4 of 305 comments (clear)

  1. Windows? by Libor+Vanek · · Score: 4, Interesting

    Now only if Windows can correctly boot on completely different box... Author probably never tried to take his Windows XP disk and boot in different box with different mainboard, video and network card...

  2. vmware with no HD image perhaps? by tepples · · Score: 5, Interesting

    Then how do you know it's not a virtual machine that's emulating a diskless PC?

  3. Re:Flash drives don't last forever by v1 · · Score: 4, Interesting

    There are "spare" cells in flash drives just the same as there are "spare" blocks on hard drives. There are usually two controller chips in a USB drive (plus the flash chips) - they include the memory controller and a usb (or firewire if you happen to have one) bridge. The memory controller manages the memory and remaps cells that go bad, transparent to the usb/fw bridge. Anyone with a flash drive probably has some bad cells in it, just like hard drives 10 years ago that came with a label printed on the top listing all the bad blocks the new drive shipped with.

    Parent talks about "wear balancing" - interesting concept though I have not heard of it used on flash drives before... would be a nice idea but not too fun to implement.

    I use my flash drive several times a day at least, it's a 4gb SanDisk Cruzer Mini.

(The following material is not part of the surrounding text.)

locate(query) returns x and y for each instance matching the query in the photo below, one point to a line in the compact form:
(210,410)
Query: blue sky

Perfect for hauling around all the maintenance, repair, and update software that I use daily. I don't know why people buy those giant drives that don't fit well in a pocket and block adjacent USB ports. SanDisk also has a lifetime guarantee on their drives, so if mine ever does use up all its spares, I'll just trade it for a new one. Lacks a write protect switch though, which would kinda be nice.

    Also a less known factoid about USB drives... the fast ones - USB 2.0 "High Speed" (not to be confused with the "Full Speed" snails) only work in powered USB hubs. Can't plug them into the keyboard ports. I wish they'd fix that. I'm tired of having to crawl behind a computer to jack into one of the powered ports. Thankfully most manufacturers are placing a powered usb port on the front of their machines nowadays. (sometimes two)

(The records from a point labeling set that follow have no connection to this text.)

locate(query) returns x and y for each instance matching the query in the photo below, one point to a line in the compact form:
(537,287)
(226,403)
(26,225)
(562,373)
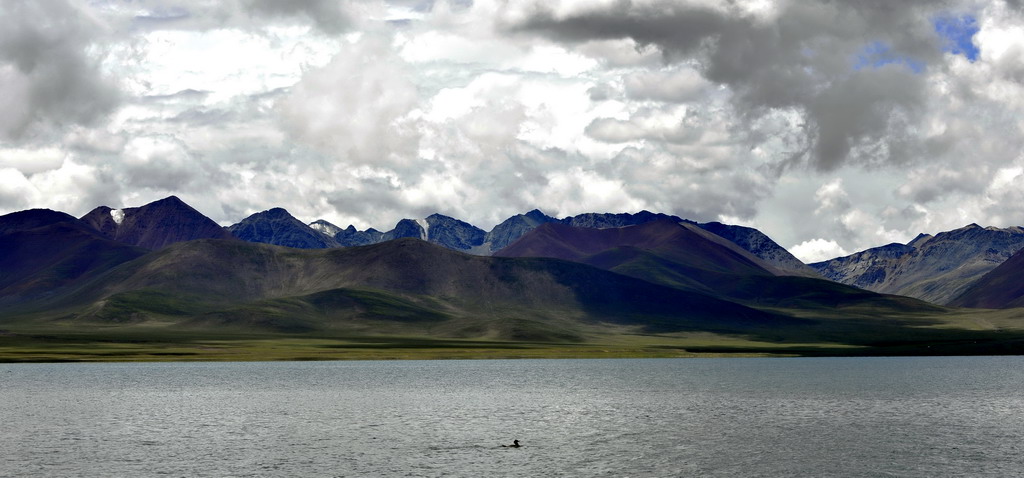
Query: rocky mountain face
(279,227)
(763,247)
(684,256)
(513,228)
(436,228)
(999,289)
(44,252)
(460,235)
(453,233)
(155,225)
(933,268)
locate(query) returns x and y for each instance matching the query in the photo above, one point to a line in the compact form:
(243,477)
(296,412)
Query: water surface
(801,417)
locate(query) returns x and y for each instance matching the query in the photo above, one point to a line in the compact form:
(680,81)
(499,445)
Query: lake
(775,417)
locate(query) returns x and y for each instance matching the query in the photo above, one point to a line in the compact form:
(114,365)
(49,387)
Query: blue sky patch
(956,33)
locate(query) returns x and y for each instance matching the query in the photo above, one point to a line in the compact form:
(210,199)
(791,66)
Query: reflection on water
(803,417)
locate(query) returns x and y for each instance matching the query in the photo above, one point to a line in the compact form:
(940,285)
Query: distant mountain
(668,237)
(436,228)
(999,289)
(404,285)
(763,247)
(684,256)
(453,233)
(348,236)
(326,227)
(155,225)
(279,227)
(513,228)
(43,252)
(934,268)
(604,220)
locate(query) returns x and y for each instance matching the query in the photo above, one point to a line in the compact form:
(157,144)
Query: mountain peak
(155,225)
(279,227)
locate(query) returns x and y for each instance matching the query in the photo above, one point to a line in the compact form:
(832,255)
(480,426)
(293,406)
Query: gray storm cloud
(820,59)
(48,73)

    Would be nice too if Apple would fix OS X so it didn't reset all the #@*& USB buses 1.5 seconds into boot, so we could boot X off our flash drives.

    --
    I work for the Department of Redundancy Department.
  4. the NeXT big thing... by ross_winn · · Score: 4, Interesting

    This is, for all intents and purposes, what NeXT tried to do in the late 80s. The optical drive they used was ruinously expensive. The software was limited. Now, twenty years later, theidea is coming into its own. Devices like the USB key, the microdrive, and the Palm LifeDrive are actually spacious enough to make all of this work. Twenty years ago Jobs said you should be able to walk up to any personal computer and make it your own. Ten years ago Ellison said that you could access anything from anywhere. In five to ten years these visionary things may just really happen. Funny how the world works, isn't it...

    --
    Ross Winn "not just another ugly face..."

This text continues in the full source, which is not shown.